Un soir, il me retrouve essuyant mon vomi par terre car je n’ai pas pu atteindre les toilettes à temps après avoir bu la moitié d’une bouteille de porto. Il découvre tous les soirs au toucher mes pansements qui couvrent les traces de mes coupures que je me fais quotidiennement dès qu’il sort, peut-être est-ce parce que je ne supporte pas l’abandon, parce que c’est dès qu’il sort que je m'auto détruit, dès qu’il a le dos tourné. Il se sent impuissant face à ma douleur. Il me prend dans ses bras, me promet de ne jamais m’abandonner, de me protéger, de m’aider et de me trouver un psychiatre avec l’aide de sa mère.
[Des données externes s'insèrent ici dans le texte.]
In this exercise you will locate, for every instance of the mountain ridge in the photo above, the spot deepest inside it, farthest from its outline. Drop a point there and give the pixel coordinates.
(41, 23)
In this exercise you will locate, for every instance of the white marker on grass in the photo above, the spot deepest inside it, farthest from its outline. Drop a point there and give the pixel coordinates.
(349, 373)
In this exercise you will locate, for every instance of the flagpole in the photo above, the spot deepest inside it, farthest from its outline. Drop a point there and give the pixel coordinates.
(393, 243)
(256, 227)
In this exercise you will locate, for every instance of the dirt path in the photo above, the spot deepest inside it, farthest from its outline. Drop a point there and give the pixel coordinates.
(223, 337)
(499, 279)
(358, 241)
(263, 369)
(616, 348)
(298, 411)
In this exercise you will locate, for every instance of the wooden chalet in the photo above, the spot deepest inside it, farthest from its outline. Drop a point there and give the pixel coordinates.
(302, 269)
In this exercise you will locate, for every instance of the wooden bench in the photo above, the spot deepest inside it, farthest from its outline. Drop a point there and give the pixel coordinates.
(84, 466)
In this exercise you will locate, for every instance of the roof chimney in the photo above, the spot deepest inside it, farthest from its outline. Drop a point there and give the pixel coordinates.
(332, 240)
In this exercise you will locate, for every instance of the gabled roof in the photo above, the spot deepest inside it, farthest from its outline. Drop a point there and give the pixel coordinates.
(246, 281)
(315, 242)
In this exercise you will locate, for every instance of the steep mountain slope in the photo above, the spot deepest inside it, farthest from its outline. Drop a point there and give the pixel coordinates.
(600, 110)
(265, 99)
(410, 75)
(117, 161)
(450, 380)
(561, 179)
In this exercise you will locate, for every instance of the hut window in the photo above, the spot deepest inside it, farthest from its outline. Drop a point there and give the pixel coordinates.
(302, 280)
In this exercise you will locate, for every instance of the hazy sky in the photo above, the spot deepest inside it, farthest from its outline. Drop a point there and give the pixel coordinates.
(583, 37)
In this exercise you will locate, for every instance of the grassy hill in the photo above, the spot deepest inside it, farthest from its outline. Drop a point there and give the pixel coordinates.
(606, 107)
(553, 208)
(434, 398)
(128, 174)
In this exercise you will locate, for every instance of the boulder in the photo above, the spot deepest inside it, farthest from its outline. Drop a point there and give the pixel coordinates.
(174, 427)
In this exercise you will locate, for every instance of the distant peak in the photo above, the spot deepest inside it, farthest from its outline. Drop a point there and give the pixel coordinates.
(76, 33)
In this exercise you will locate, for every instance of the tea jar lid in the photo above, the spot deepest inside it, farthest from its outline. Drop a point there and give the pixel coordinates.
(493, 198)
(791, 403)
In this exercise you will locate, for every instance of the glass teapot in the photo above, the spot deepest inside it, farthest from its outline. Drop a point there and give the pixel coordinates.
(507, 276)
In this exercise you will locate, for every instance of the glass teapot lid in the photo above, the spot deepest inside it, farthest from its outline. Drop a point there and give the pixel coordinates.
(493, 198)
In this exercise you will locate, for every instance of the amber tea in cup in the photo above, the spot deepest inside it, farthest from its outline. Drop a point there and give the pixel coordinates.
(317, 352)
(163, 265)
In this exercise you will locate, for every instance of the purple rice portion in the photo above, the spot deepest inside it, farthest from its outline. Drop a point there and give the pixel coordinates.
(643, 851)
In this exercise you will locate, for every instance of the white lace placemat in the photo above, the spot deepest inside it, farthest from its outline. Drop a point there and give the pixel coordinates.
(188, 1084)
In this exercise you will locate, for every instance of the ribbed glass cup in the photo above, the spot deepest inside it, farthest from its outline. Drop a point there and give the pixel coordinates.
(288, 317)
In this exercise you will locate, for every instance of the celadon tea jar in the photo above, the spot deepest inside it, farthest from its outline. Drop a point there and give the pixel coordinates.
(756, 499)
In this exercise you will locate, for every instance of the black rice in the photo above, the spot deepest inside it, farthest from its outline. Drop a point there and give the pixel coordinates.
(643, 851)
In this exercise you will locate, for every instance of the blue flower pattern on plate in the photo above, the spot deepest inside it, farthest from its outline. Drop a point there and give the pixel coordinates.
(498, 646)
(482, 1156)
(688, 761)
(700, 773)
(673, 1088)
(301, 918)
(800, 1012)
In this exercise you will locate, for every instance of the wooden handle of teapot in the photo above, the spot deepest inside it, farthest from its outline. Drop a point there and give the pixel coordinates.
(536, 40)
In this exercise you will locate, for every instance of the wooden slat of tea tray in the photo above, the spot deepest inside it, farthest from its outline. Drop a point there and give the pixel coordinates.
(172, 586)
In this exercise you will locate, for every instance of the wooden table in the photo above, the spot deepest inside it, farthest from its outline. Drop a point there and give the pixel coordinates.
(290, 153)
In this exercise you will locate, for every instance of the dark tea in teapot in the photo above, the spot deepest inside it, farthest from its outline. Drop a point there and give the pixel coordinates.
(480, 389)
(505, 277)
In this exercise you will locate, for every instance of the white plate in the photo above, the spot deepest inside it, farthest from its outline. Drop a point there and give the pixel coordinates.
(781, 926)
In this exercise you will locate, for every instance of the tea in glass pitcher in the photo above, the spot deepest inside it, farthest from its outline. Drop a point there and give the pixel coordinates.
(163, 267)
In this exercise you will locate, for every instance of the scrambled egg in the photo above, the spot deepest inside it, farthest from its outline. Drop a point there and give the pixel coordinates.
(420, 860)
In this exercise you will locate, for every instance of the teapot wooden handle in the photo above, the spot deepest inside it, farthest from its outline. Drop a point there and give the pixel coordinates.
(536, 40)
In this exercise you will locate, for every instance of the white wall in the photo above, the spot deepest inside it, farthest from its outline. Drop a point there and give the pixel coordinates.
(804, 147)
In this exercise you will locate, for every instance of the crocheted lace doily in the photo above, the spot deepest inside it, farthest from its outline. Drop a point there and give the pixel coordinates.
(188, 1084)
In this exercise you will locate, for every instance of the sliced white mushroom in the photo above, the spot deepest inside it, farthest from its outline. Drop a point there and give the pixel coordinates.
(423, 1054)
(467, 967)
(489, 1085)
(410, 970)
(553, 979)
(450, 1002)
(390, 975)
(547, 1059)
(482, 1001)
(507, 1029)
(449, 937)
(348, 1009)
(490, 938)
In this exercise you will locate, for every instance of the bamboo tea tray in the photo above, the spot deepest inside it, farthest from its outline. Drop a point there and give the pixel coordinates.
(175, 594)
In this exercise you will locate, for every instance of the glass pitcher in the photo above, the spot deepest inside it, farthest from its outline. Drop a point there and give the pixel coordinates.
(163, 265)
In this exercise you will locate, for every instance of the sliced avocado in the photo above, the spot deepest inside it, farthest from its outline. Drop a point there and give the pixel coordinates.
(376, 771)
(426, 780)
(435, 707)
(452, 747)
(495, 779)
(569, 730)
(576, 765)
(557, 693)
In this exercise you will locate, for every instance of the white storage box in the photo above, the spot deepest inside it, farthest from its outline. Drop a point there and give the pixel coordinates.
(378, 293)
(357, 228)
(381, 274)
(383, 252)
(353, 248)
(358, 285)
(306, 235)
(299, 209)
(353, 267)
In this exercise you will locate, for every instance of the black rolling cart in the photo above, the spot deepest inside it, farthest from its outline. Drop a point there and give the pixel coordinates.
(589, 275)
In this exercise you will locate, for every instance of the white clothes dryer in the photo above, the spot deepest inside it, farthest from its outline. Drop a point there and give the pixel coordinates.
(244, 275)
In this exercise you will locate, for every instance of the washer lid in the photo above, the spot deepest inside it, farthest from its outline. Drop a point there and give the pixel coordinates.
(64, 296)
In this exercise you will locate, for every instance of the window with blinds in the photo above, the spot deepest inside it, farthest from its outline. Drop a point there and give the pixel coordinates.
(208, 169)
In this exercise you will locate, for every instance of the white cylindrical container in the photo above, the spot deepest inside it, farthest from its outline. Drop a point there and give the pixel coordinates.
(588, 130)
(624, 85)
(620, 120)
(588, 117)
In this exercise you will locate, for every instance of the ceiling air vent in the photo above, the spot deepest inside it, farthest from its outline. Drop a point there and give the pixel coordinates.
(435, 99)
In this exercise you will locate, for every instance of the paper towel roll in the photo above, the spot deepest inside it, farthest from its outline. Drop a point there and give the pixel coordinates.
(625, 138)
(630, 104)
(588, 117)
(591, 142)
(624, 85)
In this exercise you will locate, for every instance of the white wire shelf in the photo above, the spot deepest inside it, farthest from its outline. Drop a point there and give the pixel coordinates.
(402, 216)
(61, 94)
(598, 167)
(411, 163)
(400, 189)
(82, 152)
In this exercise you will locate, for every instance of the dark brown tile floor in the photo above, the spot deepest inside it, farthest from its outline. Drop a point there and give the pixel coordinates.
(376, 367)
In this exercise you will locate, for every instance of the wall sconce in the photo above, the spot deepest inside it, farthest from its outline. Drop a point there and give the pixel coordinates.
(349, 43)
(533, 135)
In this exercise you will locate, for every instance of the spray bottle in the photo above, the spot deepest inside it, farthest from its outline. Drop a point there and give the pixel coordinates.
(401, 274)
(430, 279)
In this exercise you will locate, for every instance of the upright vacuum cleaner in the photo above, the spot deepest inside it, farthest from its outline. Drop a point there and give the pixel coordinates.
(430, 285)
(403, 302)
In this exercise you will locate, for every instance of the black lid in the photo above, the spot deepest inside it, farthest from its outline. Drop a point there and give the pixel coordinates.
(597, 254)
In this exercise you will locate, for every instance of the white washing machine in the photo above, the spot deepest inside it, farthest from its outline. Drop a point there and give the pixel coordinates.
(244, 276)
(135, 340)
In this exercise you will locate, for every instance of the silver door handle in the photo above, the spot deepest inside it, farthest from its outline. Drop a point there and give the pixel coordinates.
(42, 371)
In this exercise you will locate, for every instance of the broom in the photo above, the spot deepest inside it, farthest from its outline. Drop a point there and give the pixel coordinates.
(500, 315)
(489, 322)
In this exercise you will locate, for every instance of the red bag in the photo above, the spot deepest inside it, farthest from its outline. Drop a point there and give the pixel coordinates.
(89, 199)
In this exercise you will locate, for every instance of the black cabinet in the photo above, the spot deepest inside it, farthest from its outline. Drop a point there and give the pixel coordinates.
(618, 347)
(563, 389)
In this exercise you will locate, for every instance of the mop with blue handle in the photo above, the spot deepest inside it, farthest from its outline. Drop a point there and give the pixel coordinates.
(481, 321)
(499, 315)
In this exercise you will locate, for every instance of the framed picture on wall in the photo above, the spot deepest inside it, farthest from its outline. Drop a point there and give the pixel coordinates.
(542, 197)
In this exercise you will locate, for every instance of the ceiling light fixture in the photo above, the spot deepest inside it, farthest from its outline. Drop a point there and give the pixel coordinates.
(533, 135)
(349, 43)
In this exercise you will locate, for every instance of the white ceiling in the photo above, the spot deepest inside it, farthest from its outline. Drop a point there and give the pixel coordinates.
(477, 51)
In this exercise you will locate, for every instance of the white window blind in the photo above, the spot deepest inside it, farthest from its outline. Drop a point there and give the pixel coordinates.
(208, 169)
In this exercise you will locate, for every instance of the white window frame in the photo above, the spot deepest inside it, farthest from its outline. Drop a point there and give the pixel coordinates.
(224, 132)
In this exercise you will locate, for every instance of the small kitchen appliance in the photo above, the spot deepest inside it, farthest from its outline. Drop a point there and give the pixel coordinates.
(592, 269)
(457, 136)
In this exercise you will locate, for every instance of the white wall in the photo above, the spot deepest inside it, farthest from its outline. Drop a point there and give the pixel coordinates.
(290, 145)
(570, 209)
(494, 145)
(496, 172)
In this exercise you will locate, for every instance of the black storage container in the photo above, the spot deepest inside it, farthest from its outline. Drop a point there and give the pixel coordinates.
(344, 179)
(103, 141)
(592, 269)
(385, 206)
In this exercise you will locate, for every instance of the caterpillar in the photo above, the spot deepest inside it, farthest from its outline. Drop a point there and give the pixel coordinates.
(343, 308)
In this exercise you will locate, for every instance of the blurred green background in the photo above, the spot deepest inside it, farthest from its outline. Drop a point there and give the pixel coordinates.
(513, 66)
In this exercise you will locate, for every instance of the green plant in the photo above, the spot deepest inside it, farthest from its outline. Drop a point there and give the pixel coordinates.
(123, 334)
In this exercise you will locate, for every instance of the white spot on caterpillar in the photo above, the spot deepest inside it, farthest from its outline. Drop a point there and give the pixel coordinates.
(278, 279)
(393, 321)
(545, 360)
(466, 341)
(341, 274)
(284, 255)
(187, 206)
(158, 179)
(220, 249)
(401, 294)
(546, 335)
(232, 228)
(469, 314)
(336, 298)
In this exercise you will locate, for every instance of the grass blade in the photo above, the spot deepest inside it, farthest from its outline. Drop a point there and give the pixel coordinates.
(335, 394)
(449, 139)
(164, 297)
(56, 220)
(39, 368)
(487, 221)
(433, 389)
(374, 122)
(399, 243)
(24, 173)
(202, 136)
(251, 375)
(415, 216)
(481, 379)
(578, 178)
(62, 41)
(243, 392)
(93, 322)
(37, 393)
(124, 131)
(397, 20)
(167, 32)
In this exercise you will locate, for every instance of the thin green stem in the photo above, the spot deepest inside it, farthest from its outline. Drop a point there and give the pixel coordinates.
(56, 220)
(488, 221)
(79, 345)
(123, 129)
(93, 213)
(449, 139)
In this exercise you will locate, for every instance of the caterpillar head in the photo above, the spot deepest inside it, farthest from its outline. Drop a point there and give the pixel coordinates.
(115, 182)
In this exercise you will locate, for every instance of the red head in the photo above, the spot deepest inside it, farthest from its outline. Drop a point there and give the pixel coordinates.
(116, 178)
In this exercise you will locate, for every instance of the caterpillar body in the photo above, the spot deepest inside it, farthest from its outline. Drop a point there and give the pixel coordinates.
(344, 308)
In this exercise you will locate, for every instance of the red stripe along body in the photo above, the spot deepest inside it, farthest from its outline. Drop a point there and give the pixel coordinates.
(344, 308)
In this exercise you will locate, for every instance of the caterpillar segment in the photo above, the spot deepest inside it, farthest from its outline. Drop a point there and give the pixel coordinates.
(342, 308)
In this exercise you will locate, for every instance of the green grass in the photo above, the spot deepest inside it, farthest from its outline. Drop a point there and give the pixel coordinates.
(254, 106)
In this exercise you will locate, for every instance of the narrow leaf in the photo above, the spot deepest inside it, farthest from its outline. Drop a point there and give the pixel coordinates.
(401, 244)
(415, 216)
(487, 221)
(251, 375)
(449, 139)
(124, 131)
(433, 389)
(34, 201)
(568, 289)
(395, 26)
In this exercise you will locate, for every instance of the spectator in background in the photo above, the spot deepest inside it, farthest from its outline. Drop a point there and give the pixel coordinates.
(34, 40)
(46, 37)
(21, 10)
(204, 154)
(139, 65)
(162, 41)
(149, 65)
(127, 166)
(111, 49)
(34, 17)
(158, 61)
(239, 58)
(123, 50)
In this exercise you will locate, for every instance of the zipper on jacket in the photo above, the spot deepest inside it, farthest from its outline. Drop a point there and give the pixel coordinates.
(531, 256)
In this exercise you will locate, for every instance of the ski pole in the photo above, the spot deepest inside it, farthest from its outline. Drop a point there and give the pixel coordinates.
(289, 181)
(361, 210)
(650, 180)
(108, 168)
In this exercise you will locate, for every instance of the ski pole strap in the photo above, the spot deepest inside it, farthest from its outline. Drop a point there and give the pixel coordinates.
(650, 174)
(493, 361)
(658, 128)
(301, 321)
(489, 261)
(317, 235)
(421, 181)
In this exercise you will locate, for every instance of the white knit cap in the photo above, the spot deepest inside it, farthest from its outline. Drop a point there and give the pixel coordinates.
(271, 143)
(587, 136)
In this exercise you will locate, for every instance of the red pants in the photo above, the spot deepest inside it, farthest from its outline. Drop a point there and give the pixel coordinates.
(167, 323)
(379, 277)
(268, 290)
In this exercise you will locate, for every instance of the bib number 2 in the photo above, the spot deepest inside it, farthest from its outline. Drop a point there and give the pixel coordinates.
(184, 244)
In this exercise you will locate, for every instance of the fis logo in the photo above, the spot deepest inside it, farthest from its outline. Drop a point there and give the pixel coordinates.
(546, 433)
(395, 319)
Je recommence à suivre un psychiatre conseillé par ma belle-mère, mais le courant ne passe pas. Peut-être parce que c’est un homme. Il a l’air âgé, usé par son travail, et ne semble pas s’intéresser à ce que je dis, et il a le nez dans ses papiers et ne me regarde même pas attendant que je dise des choses mais je ne sais pas quoi dire.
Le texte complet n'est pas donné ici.